Return the degree of self.

By convention, the degree of the zero polynomial is -1.

EXAMPLES:

sage: R.<t> = QQ[]
sage: f = 1 + t + t^2/2 + t^3/3 + t^4/4
sage: f.degree()
4
sage: g = R(0)
sage: g.degree()
-1
denominator()

Return the denominator of self.

EXAMPLES:

sage: R.<t> = QQ[]
sage: f = (3 * t^3 + 1) / -3
sage: f.denominator()
3
disc()

Return the discriminant of this polynomial.

The discriminant \(R_n\) is defined as

\[R_n = a_n^{2 n-2} \prod_{1 \le i < j \le n} (r_i - r_j)^2,\]

where \(n\) is the degree of this polynomial, \(a_n\) is the leading coefficient and the roots over \(\QQbar\) are \(r_1, \ldots, r_n\).
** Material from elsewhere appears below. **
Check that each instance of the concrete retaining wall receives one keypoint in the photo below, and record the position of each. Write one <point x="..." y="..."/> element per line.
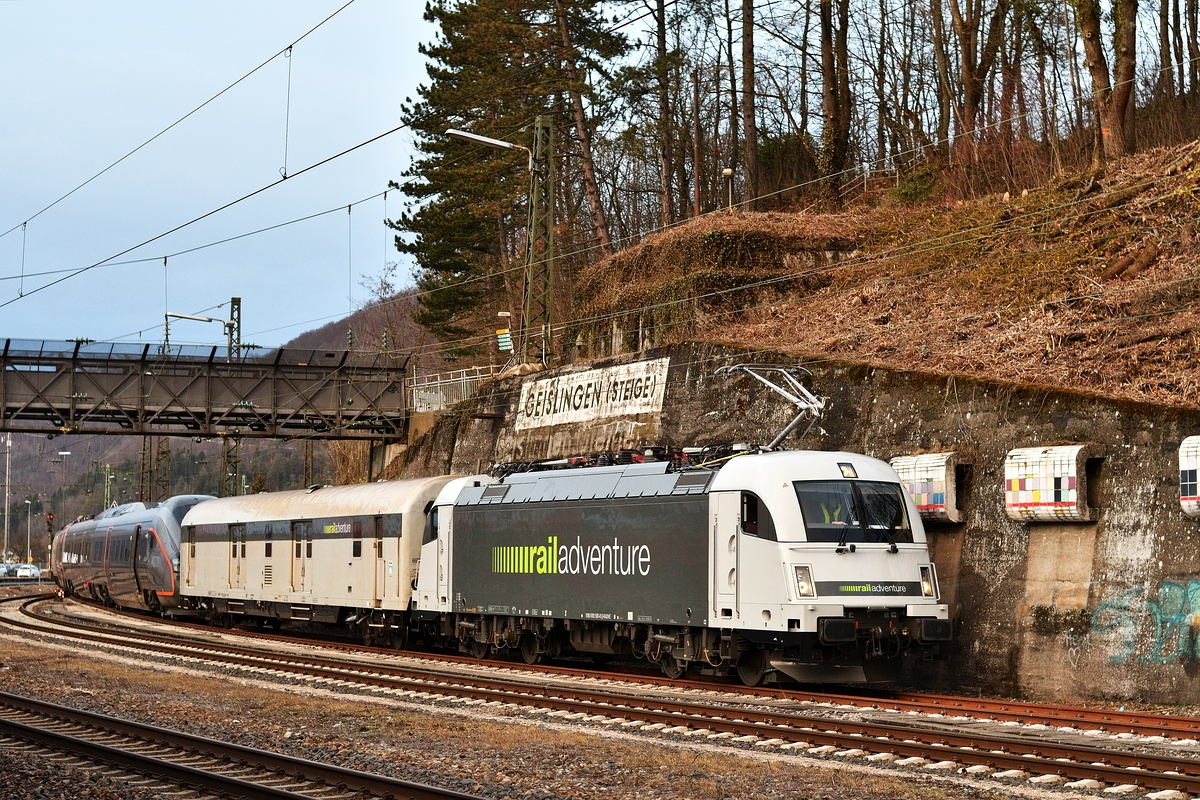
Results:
<point x="1108" y="608"/>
The discriminant of constant polynomials is defined to be 0.

OUTPUT:

  • Discriminant, an element of the base ring of the polynomial ring

Note

Note the identity \(R_n(f) := (-1)^(n (n-1)/2) R(f,f') a_n^(n-k-2)\), where \(n\) is the degree of this polynomial, \(a_n\) is the leading coefficient, \(f'\) is the derivative of \(f\), and \(k\) is the degree of \(f'\). Calls resultant().

ALGORITHM:

Use PARI.

EXAMPLES:

In the case of elliptic curves in special form, the discriminant is easy to calculate:

sage: R.<t> = QQ[]
sage: f = t^3 + t + 1
sage: d = f.discriminant(); d
-31
sage: d.parent() is QQ
True
sage: EllipticCurve([1, 1]).discriminant() / 16
-31
sage: R.<t> = QQ[]
sage: f = 2*t^3 + t + 1
sage: d = f.discriminant(); d
-116
sage: R.<t> = QQ[]
sage: f = t^3 + 3*t - 17
sage: f.discriminant()
-7911
discriminant()

Return the discriminant of this polynomial.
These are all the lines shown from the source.